Fitch upgrades Serbia’s rating to BB-, sees economy growing 2.4% in 2016

By bne IntelliNews June 20, 2016

Fitch Ratings has upgraded Serbia's long-term foreign and local currency issuer default ratings (IDR) to BB- from B+ with a stable outlook, the ratings agency said on June 17. It also revised its projections for the country’s GDP in 2016 from 1.7% to 2.4%.

The rating improvement is expected to contribute to Serbia’s efforts to attract more foreign investors and accelerate its economic recovery and growth. In January, Standard & Poor’s (S&P) affirmed its BB-/B ratings on Serbia but improved the outlook to stable from negative.

Fitch said the rating upgrade reflects fiscal consolidation measures which narrowed Serbia’s deficit to 3.8% of GDP in 2015, a significant improvement on the 6.6% posted in 2014.

“This partly relied on one-off factors. However, the underlying improvement in the deficit is estimated at around 2.5pp. This came from reductions in pension payments and salaries on the expenditure side (around 1.5pp), and higher economic growth on the revenue side (around 1pp),” Fitch said on June 17.

Fitch expects Serbia’s fiscal consolidation and moderate real GDP growth rates to continue in the coming years, keeping the fiscal deficit at 3.3% of GDP in 2016 and around 3% of GDP from 2017, and putting the government debt to GDP ratio on a downward path.

Serbia’s consolidated budget deficit stood at RSD26.71bn (€217.18mn) in January-April 2016, which was just half the expected RSD50bn.

The country’s consolidated budget deficit for the full year 2015 stood at RSD148.6bn, significantly shrinking from RSD258.13bn in 2014 and RSD212.1bn in 2013, according to the ministry of finance’s data.

The country managed to bring its deficit for 2015 significantly below the ceiling envisaged under the precautionary €1.2bn three-year stand-by arrangement (SBA) with the International Monetary Fund (IMF).
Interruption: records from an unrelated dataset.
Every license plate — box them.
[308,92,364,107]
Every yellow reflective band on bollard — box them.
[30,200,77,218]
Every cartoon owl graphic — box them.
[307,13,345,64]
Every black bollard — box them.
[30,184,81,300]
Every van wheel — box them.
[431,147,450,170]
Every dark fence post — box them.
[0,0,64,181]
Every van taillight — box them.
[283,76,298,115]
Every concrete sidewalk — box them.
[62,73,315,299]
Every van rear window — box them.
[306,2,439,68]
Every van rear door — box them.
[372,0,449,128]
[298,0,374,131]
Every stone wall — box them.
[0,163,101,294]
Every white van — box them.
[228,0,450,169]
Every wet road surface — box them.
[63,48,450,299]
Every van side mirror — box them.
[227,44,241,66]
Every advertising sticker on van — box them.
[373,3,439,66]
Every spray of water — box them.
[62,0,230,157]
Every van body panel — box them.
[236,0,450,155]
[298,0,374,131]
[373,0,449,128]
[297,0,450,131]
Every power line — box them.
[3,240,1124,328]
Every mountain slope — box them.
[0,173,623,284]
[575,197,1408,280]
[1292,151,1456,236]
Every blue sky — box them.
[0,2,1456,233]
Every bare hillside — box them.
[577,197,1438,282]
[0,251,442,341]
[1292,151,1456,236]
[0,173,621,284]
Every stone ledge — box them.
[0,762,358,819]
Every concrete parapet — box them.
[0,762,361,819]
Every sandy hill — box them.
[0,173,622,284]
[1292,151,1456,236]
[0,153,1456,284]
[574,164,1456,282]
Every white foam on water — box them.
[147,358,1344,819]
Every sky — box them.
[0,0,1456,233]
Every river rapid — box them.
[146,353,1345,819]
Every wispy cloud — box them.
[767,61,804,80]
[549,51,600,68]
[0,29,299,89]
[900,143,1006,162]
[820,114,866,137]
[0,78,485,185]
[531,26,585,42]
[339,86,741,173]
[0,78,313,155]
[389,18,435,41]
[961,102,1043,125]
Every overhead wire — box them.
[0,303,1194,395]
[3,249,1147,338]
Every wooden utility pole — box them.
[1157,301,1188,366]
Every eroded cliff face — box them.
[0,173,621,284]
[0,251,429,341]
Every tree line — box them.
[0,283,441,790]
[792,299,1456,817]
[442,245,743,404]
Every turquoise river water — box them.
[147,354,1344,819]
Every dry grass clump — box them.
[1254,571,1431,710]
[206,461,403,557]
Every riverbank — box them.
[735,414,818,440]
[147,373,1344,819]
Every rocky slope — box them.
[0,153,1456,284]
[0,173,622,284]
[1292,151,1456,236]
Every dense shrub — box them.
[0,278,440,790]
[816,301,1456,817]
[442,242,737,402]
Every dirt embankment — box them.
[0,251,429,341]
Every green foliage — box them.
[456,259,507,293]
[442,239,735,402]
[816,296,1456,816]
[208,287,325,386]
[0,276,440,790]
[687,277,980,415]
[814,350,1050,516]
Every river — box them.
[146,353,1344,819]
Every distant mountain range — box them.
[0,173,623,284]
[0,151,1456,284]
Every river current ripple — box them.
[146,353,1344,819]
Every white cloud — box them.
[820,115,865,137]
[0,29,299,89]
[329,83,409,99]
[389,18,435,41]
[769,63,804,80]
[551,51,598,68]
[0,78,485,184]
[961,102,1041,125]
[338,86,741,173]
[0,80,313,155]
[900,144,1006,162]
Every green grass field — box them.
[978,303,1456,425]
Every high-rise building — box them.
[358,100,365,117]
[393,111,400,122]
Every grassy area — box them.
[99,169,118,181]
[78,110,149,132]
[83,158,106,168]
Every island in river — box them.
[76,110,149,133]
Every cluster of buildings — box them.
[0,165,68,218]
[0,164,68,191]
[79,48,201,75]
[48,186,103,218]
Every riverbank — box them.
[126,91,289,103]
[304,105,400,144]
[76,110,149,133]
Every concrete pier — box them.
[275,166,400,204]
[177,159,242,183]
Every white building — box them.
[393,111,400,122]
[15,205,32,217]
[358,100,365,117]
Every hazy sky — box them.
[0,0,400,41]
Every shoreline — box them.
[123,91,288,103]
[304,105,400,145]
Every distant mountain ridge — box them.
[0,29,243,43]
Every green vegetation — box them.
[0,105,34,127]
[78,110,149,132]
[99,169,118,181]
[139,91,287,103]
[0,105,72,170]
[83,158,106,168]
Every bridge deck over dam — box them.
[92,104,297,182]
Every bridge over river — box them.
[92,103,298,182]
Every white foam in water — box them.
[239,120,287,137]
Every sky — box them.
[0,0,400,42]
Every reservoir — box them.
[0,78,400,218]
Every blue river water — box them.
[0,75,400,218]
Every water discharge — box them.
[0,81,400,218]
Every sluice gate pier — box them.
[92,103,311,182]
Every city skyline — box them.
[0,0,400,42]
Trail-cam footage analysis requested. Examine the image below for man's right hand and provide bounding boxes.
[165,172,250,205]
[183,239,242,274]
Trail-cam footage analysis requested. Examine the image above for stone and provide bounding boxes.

Under the SBA, the country’s deficit was expected to reach RSD232.1bn but the IMF decreased it to RSD162.1bn in November 2015, after the third review of the SBA, approved in February 2015.

Serbia’s government reduced public wages and salaries approximately by 10% in November 2014, as one of its first public finance consolidation measures. A year later, the IMF allowed the government to make a small increase as of January 1, 2016.

Fitch sees the SBA as an important pillar of good performances that led to affirmation of the Serbian rating. “The government's commitment to reform appears to be strong, with the three-year IMF Stand-By Arrangement (IMF SBA) acting as a powerful policy anchor,” the agency said.

However, Fitch warned that some of the most challenging IMF-mandated reforms, notably reform of SOEs, the resolution of strategic public enterprises that have been protected from creditors, and the "rightsizing" of the public sector workforce, are still ahead.

The IMF has been criticising the slow progress on the restructuring and privatisation of state-owned companies as well as public sector workforce reduction.

Anyway, Fitch expects Serbia’s 2016 growth to reach 2.4% thanks to investment and net exports. “The economy returned to growth in 2015, expanding by 0.7%. Growth was driven by investment and net exports. In 1Q16 the economy expanded by 3.5% y/y, the fastest rate since 2013,” Fitch said.

According to the rating agency the public debt/GDP ratio is expected to peak at around 77% of GDP in 2016, before falling to 74% by 2018. Serbia’s general government public debt amounted to RSD3,024.42bn (€24.67bn) or 72.5% of GDP on April 30, preliminary data from the ministry of finance’s public debt administration showed. Serbia ended 2015 with public debt of RSD3,069.82bn or 75.5% of GDP.

Fitch assumes that the government will maintain its proposed reform and fiscal consolidation agenda, in line with the IMF agreement.